2006 film by BJ Davis

Forget About It is a 2006 American comedy film directed by BJ Davis starring Burt Reynolds, Robert Loggia, Charles Durning, Raquel Welch, Richard Grieco and Kimberley Kates.

== Plot ==
A trio of retired military servicemen find a suitcase of money near their Arizona trailer park. Little do they know it belongs to a mobster in the witness protection program. The old men's neighbor is played by Raquel Welch.

== Cast ==

=== Main ===
- Burt Reynolds as Sam LeFleur
- Robert Loggia as Carl Campobasso
- Charles Durning as Eddie O'Brien
- Raquel Welch as Christine DeLee
- Richard Grieco as Anthony Amato
- Kimberley Kates as Michelle Winchester
- Phil Amato as Vito
- Tim Thomerson as Arizona Al
- Phyllis Diller as Mrs. Hertzberg
- Michael Paloma as Peter Nitti / Don Antonio Giovanni
- David Zappone as Manuel Rios
- Wayne Crawford as Marshal Cimino
- Natalie Roth as Becky Rami
- Joanna Pacula as Talia Nitti
- Elena Sahagun as Connie Wang
- Byron Browne as Bodyguard

=== Supporting ===
- Barbara Barron as Biker Babe
- Towie Bixby as Newspaper Girl
- Will Bribiescas as Cop
- Christopher Eliot Bridges as Courthouse Husband
- Tori Bridges as FBI Agent
- James Brown as Strip Club Patron
- Anthony Casanova as Gangster
- Bryan Terrell Clark as Bodyguard (Credited as Bryan Clark)
- Dusty Dukatz as Mrs.
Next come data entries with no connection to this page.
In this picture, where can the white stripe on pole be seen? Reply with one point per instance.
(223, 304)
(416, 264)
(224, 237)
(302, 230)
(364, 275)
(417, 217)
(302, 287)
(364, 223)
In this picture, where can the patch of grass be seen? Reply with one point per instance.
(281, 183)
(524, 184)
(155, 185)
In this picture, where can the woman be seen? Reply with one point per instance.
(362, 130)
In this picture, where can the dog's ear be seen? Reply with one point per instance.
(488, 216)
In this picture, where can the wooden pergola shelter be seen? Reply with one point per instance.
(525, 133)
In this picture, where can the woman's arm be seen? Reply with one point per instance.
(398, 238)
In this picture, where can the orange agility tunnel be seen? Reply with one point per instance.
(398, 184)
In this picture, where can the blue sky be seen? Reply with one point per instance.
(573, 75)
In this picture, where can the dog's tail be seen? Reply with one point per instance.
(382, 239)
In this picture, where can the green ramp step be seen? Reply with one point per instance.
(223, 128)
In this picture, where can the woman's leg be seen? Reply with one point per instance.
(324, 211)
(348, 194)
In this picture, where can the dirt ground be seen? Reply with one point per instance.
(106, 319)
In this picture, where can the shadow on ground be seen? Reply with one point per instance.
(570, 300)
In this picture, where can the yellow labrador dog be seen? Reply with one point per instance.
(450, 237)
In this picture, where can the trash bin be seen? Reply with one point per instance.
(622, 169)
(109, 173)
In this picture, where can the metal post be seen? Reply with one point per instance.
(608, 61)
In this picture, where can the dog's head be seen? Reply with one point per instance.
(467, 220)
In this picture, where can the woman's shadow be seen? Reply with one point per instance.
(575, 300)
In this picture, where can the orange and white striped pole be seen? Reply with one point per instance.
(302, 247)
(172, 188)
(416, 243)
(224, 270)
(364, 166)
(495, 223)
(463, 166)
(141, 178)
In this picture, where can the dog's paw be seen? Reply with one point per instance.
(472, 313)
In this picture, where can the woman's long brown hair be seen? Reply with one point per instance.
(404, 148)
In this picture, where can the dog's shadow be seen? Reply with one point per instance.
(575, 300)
Hertzberg's boy toy
- Timothy Gossman as US Marshal Agent
- Steve Gresser as Strip Club Patron
- Todd C. Guzze as Mobster
- Michael LeDesma as Eddie's Grandson
- Roderick LeDesma as Restaurant patron
- Lynn Melton as stripper in strip club
- Jennifer McLeod as Dinner Date
- Elena Muia as Bank girl
- Bruce Nelson as FBI Agent
- Anthony Perrego as Mobster
- Kevin Quick as Cab Driver
- Marc Alan Waugh as Police Officer
- Garriden Wolff as Man in Audience

=== Cameo/Uncredited ===
- Bob Huff as Airport Traveler
- Elaine Huff as Airport Traveler
- Mark Jacobson as Dinner Guest
- Alonso Parra as Casino Gambler
- Jennifer E. Rio as Waitress
- Scott Lee Scarborough as Club DJ
- Tatyana Ryan
- Gloria Ware

==Awards and nominations ==
Forget About It was screened at the New Jersey Film Festival in May 2006, where it won Best Film. It premiered in Waterbury, Connecticut and Phoenix, Arizona on October 27, 2006.

== Controversy ==
In 2008, Gregory Conley posted that he received legal warnings from BJ Davis and Julia Davis regarding a negative review of Forget About It. On January 14, Gregory posted that he'd received a Digital Millennium Copyright Act complaint from Julia Davis, and on January 14 posted an explanation attributed to Stephen Eckelberry of Big Screen Entertainment. There were some outraged posts made to websites such as Wired News and Techdirt.

== Release ==

Forget About It is owned by Big Screen Entertainment Group and was released January 8, 2008 in the United States by Allumination Filmworks.